Dr. Weiping Zou

Weiping Zou, MD, PhD

Charles B. de Nancrede Research Professor of Surgery
Professor of Pathology, Immunology, Biology, and Surgery
Director, Center of Excellence for Cancer Immunology and Immunotherapy
Co-Director, Cancer Hematopoiesis and Immunology Program
Director, Department of Surgery Translational Research
Co-Director, Immunologic Monitoring Core

Biography

The tumor microenvironment (TME) is the primary arena in which tumor cells and the host immune system interact. Characterization of the nature of the immune responses in the human cancer microenvironment holds the key to understanding tumor immunity and designing and improving current cancer immunotherapy. Dr. Zou leads a multidisciplinary laboratory that investigates the human TME with the goal of understanding the genetic, epigenetic, and metabolic nature of human tumor immune responses and developing mechanism-informed combination therapies for cancer. The laboratory has demonstrated that the interaction between tumor cells and the host immune system fosters tumor immunosuppressive networks and results in cancer progression and therapeutic resistance. Their studies of cancer infiltrating T cell subsets - including regulatory T cells (Tregs), Th17, Th22, and CD8+ effector T cells, and antigen presenting cells (APCs) - including dendritic cells (DCs), macrophages, myeloid derived suppressor cells (MDSCs), and molecular signatures - have elucidated major cancer immunosuppressive networks and therapeutic resistance mechanisms and allowed for determination of clinically targeting these mechanisms to effectively treat cancer patients. Their work including the first demonstration of the expression, regulation, and functional blockade of PD-L1 (B7-H1) in the human TME and human tumor draining lymph nodes and their early concept of combinatorial immunotherapeutic strategy has laid the scientific foundation for current cancer immunotherapy and has provided rationales for novel combinations.

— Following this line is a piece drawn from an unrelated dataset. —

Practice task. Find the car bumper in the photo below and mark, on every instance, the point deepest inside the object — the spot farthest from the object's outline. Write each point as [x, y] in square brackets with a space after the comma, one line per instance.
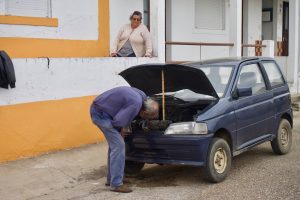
[168, 149]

In recent years, the Zou laboratory has studied human breast cancer, colon cancer, melanoma, ovarian cancer, and non-small cell lung cancer, and demonstrated genetic, epigenetic, metabolic, and autophagic mechanisms controlling APC and T cell trafficking and function in the tumor microenvironment - thereby impacting on tumor progression, metastasis, and therapeutic efficacy. Ongoing work is focused on identifying the molecular basis that defines different immune and biological phenotypes of tumors and shapes tumor responses to immunotherapy, chemotherapy, targeted therapy, and radiation therapy. These studies will eventually help identify previously unknown therapeutic targets and inform novel combinatorial therapeutic approaches that should expand the range of patients who respond to current immunotherapies.

Dr. Zou serves as Director of the Michigan Center of Excellence for Cancer Immunology and Immunotherapy, Co-Director of the Cancer Hematopoiesis and Immunology Program and directs the Immunologic Monitoring Core at the University of Michigan School of Medicine and Rogel Cancer Center. He also co-directs the Surgical Oncology Fellow Training (T32) program, through which clinical fellows are trained to become physician scientists, with a focus on cancer immunology and immunotherapy. At the national level, he was the AACR Cancer Immunology (CIMM) Chairperson 2019-2020 and served for 4 years as the Cancer Immunology Abstract Programming Chair for AAI. He has delivered more than 300 invited lectures at different institutions and conferences and published nearly 200 articles and book chapters – including 36 papers in Nature, Science, and Cell journal series. His laboratory is one of the most cited research teams in the field of immunology. His work has been highlighted by many scientific news agencies. He has developed an international reputation in human tumor immunology and immunotherapy as a successful and productive leader in these highly relevant fields.